表面的には、意識と物質ははっきりと分かれた「もの」だ。サンキャ哲学とヨガ哲学において宇宙の材料はプラクリティやプラダーハナと呼ばれ、プルシャと呼ばれる意識の原理とは異なる。主要なインド哲学の他方は(ニャイヤとヴァイシェーシカ)、宇宙の要素は「原子」あるいはパリマヌスと考え、ここでも意識とはまったく別のものとしている。プールヴァ・ミマンシャカとウッターラ・ミマンシャカ(アドバイティンを含む)のみが意識を創造物の要素と認識している。


アドヴィイタによる科学が意識を調査できない理由は難なく理解可能である。この意識はブラフマン、真我であり、究極の対象である。ケーナ・ウパニシャッド(1.4–7 and 2.3) では、「言葉で悟らぬもの、精神で考えられぬもの、目で見えぬ、耳で聞こえぬもの。理解していると思う者はそれを理解しない」また、シャンカラの弟子であるシュレシュヴァーラがナイシカルミャ・シッディ(3.48)に記したように「真我は、知覚力などという知識の経験的手段を通しては理解することはできない。命への渇望によって喀出された痰にすぎない。全くもって経験的認知の対象ではなく、それは最も奥にある真我である(そして感覚と分つことなく感じることもない)からだ」


科学の手法はまた、因果関係という概念に縛られている。常に探しているのは観察した現象を説明するための原因である。しかし、ゴウダパーダがマンドゥキャ・ウパニシャッドに関するカリカで指摘するように、非二元的現実、チュリヤはカリヤ・カルナ・ヴィラクシャナであり、原因と現象に関連性はない。空間や時間、因果関係を超越ている。それゆえに、科学に基づいた現実の探索は矛盾でしかない。


科学とその手法は、表面的な世界の物質やメカニズムを観察するには素晴らしいものだ。事象の最も見込みのない中でのその巧妙さは、おそらく果てしない。そしてこれらの究明の中には、私たち以外のものへの究明に価値があるものもある。例えば、アドヴァイタのネティネティ(ブラフマンが何なのかを探求するために、何がブラフマンでないのかを自問する方法)などだ。

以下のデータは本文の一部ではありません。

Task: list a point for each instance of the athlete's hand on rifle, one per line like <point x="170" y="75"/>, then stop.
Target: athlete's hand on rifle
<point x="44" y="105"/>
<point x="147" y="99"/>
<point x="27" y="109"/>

しかし、科学が物質を探求するのに素晴らしい方法であるとしても、物質の本質は究極的には非二元的現実と同じであるため、失敗に終わるしかない。「Notes on Spiritual Discourses (1386)」でアトマンダ・クリシュナ・メノンが記したように、「主観性の影が少しでも残る限り、客観性が消えることはない。そして客観性が完全に消えない限り、対象の真の性質は決して視覚化できることはない。これこそが、インドの内外どちらにおいても、精神の媒体を通した真実に近づこうとする試みにおいて科学と哲学が犯す基本的間違いである」


意識なくして、何ものも知ることはできない。しかし、意識そのものが知識の対象となることはなく、それは真っ暗な部屋の中で、周りを照らせる明かりがそれ自身を照らすことはできないのと同様である。意識を知るためには、それは知りうる客観的対象でなければならず、すでに知っている主観的対象ではならない。私たちが意識を「知っている」のは、私たちが意識だからだ。意識は私たちの真の性質である。究極の観察者(本質的な自分自身)は、どのような客観的探求もただ不可能である。探求するための究極の観察者を超えるものは誰もいないからだ。


この事象の見かけの逆説的状況は、真実レベルの混乱の現れだ。科学領域である世界においては、脳などの対象の探求は精神によって行われる(意識の内省)。この世は、知るものと知られるものの二元性の世界だ。絶対的真実の視点からは、ただ意識があるのみである。世界は、名前と形の現れでしかなく、その意識からは決して分かれない。しかし、意識そのものは、この世レベルの精神では決して探求することはできない。科学で得られるものは、知識ではなく情報だ。そこには終わりがない。より多くを調べるほどにより多くを見出す。そして、どんな論理も良しとされるのは疑うべき情報が出てくるまでである。「私」は情報ではない。絶対であり覆らない。


科学の発見は常に、より深い観察のもとに修正されて行くものだ。これが方法論の性質である。しかし、自身を非二元性とする認識は客観的知識ではない。どんな感覚器官を通しても直接的に知るものではなく、どんな根拠も必要とせず、修正される対象でもない。決定的であり絶対だからだ。


科学は、どうしようもなく客観的探求の領域に制限されている。これは科学の強みであり、科学者が霊的な探求に役立つ貢献を望むなら、その道程にあるネティネティの段階で努力することに集中すればよい。ハイゼンバーグの不確実性は、主観と客観の間にある妥協できない対立によってそれ以上の情報を収集できない時に、物質のますます微細な行動を探求する地点に到達したことを明確に示していた。これが、科学的探求の終着点である。意識そのもものは主観と客観の対立そのものが消滅した時、観察をも超えた微細のなかの最も微細である。ということは、誰もそこには到達できないということなのだ。